Catalyst: Why such a huge unfunded liability?

Burbridge: Pension funding works when the employer pays for benefits as they are earned. When the employer doesn’t pay for those benefits, you get into problems.

Catalyst: What would happen if the district somehow in the next couple of weeks was able to get a ‘pension holiday’ again?

Burbridge: It would exacerbate the current situation. The unfunded liabilities – the benefits that the employees are earning – would not be paid and [there would not be] a contribution to reduce the outstanding debt.

Catalyst: Does that have an impact on current teachers or current retirees?

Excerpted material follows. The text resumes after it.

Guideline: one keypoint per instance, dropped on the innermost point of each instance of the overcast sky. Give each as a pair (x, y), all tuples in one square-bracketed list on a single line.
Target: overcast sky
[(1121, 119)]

Burbridge: Not directly, because the benefit is a defined benefit. There’s not a direct connection between whether an employer payment is made and the benefit that’s being paid out to the individual member. The indirect impact is that there are a lot of conversations about threatening to change statutes and [cut] benefits somehow. The state Supreme Court has indicated that [lawmakers] probably don’t have that ability.

Catalyst: How would a non-payment affect your ability to invest?

Burbridge: It typically means that our ability to invest is impaired. We need to keep more of our assets in a cash position to pay out benefits. … We’ll get a reduced rate of return because we will have to use assets to pay out benefits that we could otherwise have invested.

Catalyst: So at some point, you might run out of money if the district doesn’t pay?

Burbridge: Yes, long-term, if the district stopped paying altogether, at some point the pension fund would run out of money. I couldn’t give you a date, but it’s a long time from now.

Catalyst: Is there a broader economic impact to this issue?

Burbridge: The pension fund and, more importantly, the pensioners have a significant impact on the local economy. We have around 30,000 retirees and approximately half of them live in Chicago. These retirees are often anchors of their local communities. The average [annual benefit] is around $47,000. Probably altogether you’re talking close to $500 million annually being spent in neighborhoods by Chicago Public Schools pensioners.

Catalyst: Is there anything you wish people better understood about this puzzle?

Burbridge: People tend to try to look to who’s to blame and often they try to say, ‘Well, it’s the teachers.’ The teachers came to work. They had a benefit package just like you had a package that was offered to you when you took your employment. And they made a decision to work based on what you offered them. A lot of people don’t know that our teachers generally don’t get a Social Security benefit and somehow they think this is something on top of it, and if this was taken away there wouldn’t be a problem.

Catalyst: How do you see the fund moving forward through this moment?

Burbridge: I see the fund continuing to fulfill its role and responsibilities – that we will continue to invest assets prudently and administer our benefits efficiently and effectively. We cannot determine the outcome of the discussion and the whirlwind of issues surrounding us.

Photo: Pension loose change/Shutterstock

  • Diana Eiranova-Kyle

    If, on June 30, 2015, the Chicago Teachers Pension Fund accepts a CPS partial payment, it will a day that will live in infamy.
    My husband is a retired member of the CTPF. When he was working as staff to the Illinois General Assembly, the unwritten golden rule was: “Keep anyone you are going to screw away from the bargaining table especially as deals leading to their demise are being hatched.” With this in mind, there are only 12 days remaining before retired members of the Chicago Teachers Pension Fund will be screwed if this proposal is agreed upon by the CTPF board.
    For if the CTPF agrees to this travesty, they will be setting precedent that allowing CPS to make less than the full required pension payment complies with contract law. Needless to say, this can (and most probably will) be used at a later date by the Mayor/CPS board to make “partial” payments of even $1.00 a year until the fund’s assets vanish into bankruptcy.